In the Interval of the Wave
Prince Edward Island Women’s Nineteenth- and Early Twentieth-Century Life Writing
Capturing the hidden histories of Prince Edward Island women in their handwritten pages.
Taking its title from a poem by Prince Edward Island poet Anne Compton, In the Interval of the Wave is a close study of diaries written by Prince Edward Island women in the nineteenth and early twentieth centuries.
Women from both rural and urban regions of the Island recorded their lives in a genre that allowed them to play with the conventions of the language they knew. For busy farm wives, their quotidian language, syntax, and choice of topic appear simple, whereas for the urban elite like Margaret Gray Lord and Wanda Wyatt, the erudition of their diaries suggests a more leisured existence. Mary McDonald-Rissanen argues that the initial reception of the text – its physical appearance, handwriting, gaps, and flood of words – provides interesting insights for understanding the circumstances of Prince Edward Island women from times past.
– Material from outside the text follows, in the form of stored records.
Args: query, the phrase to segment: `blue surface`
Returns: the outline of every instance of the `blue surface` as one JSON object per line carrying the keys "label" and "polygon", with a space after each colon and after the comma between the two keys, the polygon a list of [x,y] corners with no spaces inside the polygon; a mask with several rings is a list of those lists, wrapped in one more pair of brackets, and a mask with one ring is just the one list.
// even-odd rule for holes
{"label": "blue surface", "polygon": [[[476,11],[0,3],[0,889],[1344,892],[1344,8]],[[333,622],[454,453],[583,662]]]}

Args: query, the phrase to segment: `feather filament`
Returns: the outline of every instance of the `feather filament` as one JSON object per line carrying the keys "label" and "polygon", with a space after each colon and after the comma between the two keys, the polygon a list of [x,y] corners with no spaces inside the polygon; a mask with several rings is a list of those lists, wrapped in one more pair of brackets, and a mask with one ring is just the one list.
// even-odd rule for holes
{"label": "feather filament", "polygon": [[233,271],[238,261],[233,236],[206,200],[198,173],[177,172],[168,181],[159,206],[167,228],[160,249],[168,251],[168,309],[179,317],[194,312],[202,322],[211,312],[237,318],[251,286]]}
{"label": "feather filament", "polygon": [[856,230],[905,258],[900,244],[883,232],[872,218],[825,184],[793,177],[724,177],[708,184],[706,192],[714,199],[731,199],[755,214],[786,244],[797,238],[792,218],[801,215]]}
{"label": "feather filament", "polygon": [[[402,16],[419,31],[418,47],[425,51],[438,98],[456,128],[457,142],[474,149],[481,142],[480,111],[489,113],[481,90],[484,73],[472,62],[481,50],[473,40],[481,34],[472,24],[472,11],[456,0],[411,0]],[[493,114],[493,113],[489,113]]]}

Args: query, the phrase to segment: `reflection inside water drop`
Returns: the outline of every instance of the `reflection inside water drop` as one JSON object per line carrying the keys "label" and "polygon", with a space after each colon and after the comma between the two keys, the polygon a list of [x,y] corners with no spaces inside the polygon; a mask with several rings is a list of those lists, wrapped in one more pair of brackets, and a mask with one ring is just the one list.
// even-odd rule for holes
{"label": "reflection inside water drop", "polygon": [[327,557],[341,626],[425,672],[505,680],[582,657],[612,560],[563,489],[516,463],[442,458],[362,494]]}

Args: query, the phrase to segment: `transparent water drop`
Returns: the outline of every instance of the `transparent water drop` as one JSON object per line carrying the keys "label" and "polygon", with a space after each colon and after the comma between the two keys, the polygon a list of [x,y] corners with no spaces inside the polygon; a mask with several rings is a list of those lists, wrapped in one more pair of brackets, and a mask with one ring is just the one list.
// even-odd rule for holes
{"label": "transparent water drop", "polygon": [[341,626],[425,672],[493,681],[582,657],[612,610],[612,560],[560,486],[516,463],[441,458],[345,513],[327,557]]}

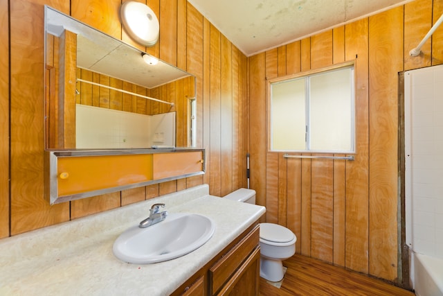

Intertextual readings of the diaries alongside other cultural artifacts such as paintings, histories, folk stories, and songs embellish the idiosyncratic diary discourse.
Diaries enabled women to write their voices, create a subjective identity, and redefine their place in the world. In the Interval of the Wave exposes lives lived and recorded in a special moment and place never far from the rhythm of the sea.